Wednesday, July 19, 2006

Amidst a general advertisement for the strength of the US economy and persistent reminders that inflation is here and will likely not go away that easy, the Federal Reserve's testimony to Congress lacks an important memo to the government. Ben Bernanke, at his first appearance as Fed chairman on Capitol hill, did not once utter a word about fiscal deficits or address the government in any other way. The Fed under Greenspan was a constant reminder that something should be done about unsustainable double deficits.
Not so in Bernanke's initial address that offers too much comfort and too little in critical analysis.
No word on deficits, no word on Fannie Mae and Freddie Mac. OK, not that the White House has in any way heeded Greenspan's advice, but the Fed going completely silent on pressing matters under a Bush regime that strictly bars any dissent I begin to wonder how much value will lie in future information.

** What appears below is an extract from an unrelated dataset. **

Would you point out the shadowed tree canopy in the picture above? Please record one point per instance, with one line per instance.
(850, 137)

I wonder if overstretched real estate users (does one really own a place mortgaged to the bank?) will find comfort in the Fed's take on consumers:
"The slowing of the housing market may restrain other forms of household spending as well. With homeowners no longer experiencing increases in the equity value of their homes at the rapid pace seen in the past few years, and with the recent declines in stock prices, increases in household net worth are likely to provide less of a boost to consumer expenditures than they have in the recent past. That said, favorable fundamentals, including relatively low unemployment and rising disposable incomes, should provide support for consumer spending. Overall, household expenditures appear likely to expand at a moderate pace, providing continued impetus to the overall economic expansion."
From "Core" To PCE
The Fed also signals a more dovish take on inflation. From "core" it shifts its eye further to the Personal Consumer Expenditures (PCE) indicator - to be exact the "core" PCE - which paints an even softer picture and is seen between 2.25% and 3% this year and 2% to 2.25% in 2007. A dove greets.
Real GDP growth is seen at 3% to 3.75% in the running year and the Fed expects growth to slow 2.5% to 3.25% next year.
Rates? Bet For Worse
Reiterating its view that future rate policy will depend on incomaing data I still see no reason why the Fed should step off the accelerator. Take note that "other" commodities next to energy have inched up the watchlist of the Fed.
"Inflation has been higher than we had anticipated in February, partly as a result of further sharp increases in the prices of energy and other commodities,"
said Bernanke, describing what drives prices higher. Looking at oil prices and gold's reaction to Bernanke's testimony I see more trouble ahead than the benign Fed.